WHEN LANDLORDS FACE DEATH … WHILE CLEANING A HOUSE

The UK’s estimated one million residential landlords are facing a growing, potentially killer threat …

HOUSE CLEANING.

But this is no ordinary hour of tidying, dusting and vacuuming. This is seriously life-threatening cleaning.

And the problem is growing so fast that the Residential Landlords Association is drawing the special attention of its members who own over 100,000 private rented properties throughout the UK.

For many of them regularly have to clean houses where tenants have died … sometimes been murdered … or have simply been left behind in a state that could leave an amateur cleaner seriously ill. Or dead.

“This new growth industry, known as ‘extreme cleaning’ is sweeping in from the United States,” says Alan Ward, chairman of the Residential Landlords Association. “Fortunately it’s not an everyday need but it’s becoming more common than we want to think about.”

That’s why the new issue of the RLA magazine, the ‘Residential Property Investor’ is running a two-page feature on what can be the dangerous, high-risk hazard of cleaning up.

Tenants who live and die alone can often stay undiscovered for days or weeks – with decomposition leading to leakage of bodily fluids and potentially dangerous ‘bio-hazard waste’

Murder scenes can leave even more horrific problems behind.

That’s when specialist techniques and equipment are necessary to deal with infectious material, potentially lethal viruses, dangerously discarded hypodermic needles, vermin infestations and associated diseases.

“Property owners should never do this cleaning work themselves - this is a potentially deadly
job,” says specialist Peter Jones who runs the Lancashire-based extreme cleaning business ‘999 Cleaners’.

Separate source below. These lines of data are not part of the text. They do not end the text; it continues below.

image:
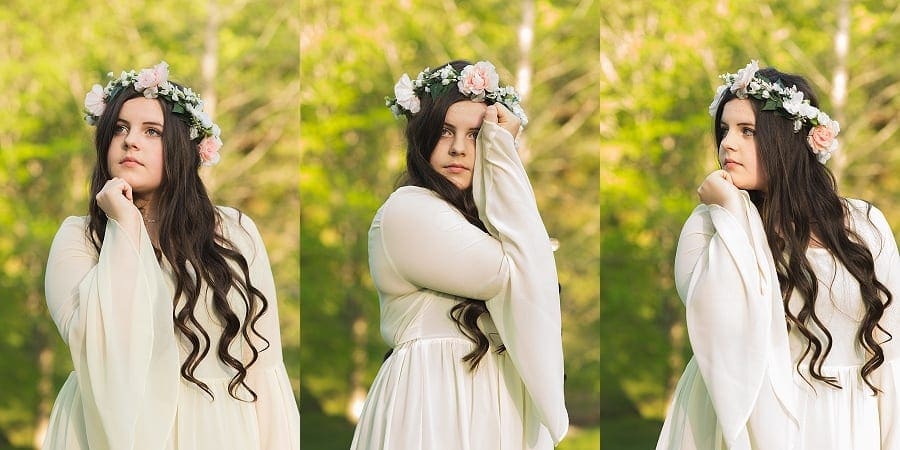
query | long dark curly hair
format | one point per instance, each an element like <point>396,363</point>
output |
<point>191,240</point>
<point>801,202</point>
<point>423,130</point>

No overalls for his staff. They wear disposable biohazard protection suits, respirators, disposable face shields, over-boots and special needle-stick resistant gloves.

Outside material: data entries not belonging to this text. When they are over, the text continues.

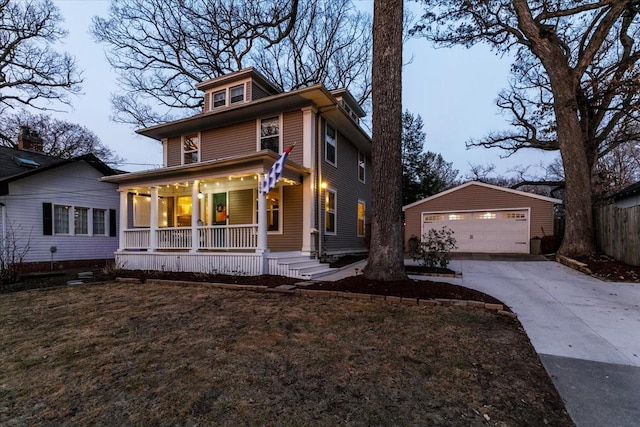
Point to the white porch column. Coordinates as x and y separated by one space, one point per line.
262 225
195 215
124 224
153 221
309 149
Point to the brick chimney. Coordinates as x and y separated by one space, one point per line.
29 140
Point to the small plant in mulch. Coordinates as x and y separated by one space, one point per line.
433 251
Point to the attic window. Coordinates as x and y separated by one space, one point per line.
27 163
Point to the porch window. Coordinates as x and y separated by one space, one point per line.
330 145
61 219
330 212
274 198
361 166
361 212
191 149
237 94
219 98
183 211
81 220
270 134
99 222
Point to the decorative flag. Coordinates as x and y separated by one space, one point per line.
276 170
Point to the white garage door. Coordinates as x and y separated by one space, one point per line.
484 231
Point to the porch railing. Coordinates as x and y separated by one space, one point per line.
227 237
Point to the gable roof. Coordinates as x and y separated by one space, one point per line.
17 164
483 184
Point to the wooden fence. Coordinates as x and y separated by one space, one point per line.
618 232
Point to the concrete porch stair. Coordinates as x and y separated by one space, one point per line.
295 264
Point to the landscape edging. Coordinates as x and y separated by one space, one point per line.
496 308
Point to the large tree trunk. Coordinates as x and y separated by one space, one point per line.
386 258
579 236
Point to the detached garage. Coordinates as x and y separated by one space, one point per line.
484 217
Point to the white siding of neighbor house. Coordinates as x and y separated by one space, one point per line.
74 184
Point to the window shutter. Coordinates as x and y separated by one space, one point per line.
47 219
112 222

“These forensically trained professionals are equipped to deal with levels of risk that we don’t want our members to even think about tackling themselves,” says Alan Ward.

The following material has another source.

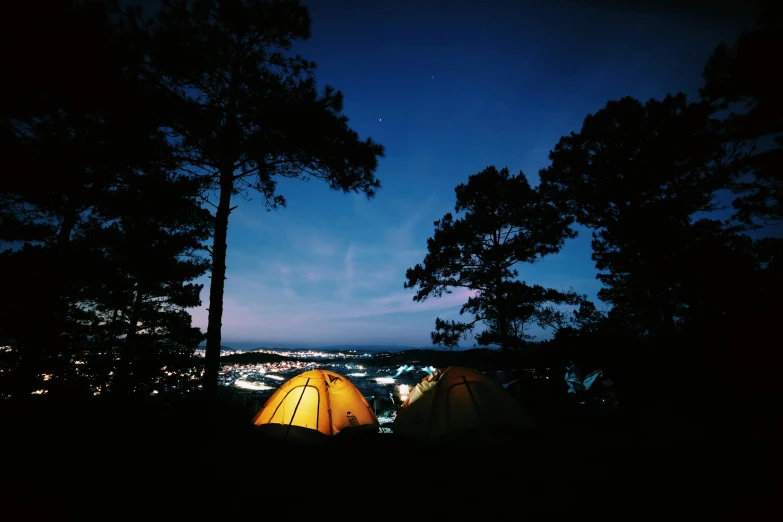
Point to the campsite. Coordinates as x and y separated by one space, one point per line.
364 259
463 435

“We regularly have to clean up the mess of departing tenants in order to get a house ready for the next ones to move in … and our properties are often left in a state that most people would not even step into.

“But with death, criminal trauma and various extreme cases, we are talking about a whole different level where even getting pricked by a discarded hypodermic needle can have fatal consequences.

“Extreme cleaning services are, sadly, becoming an essential part of our professional lives.”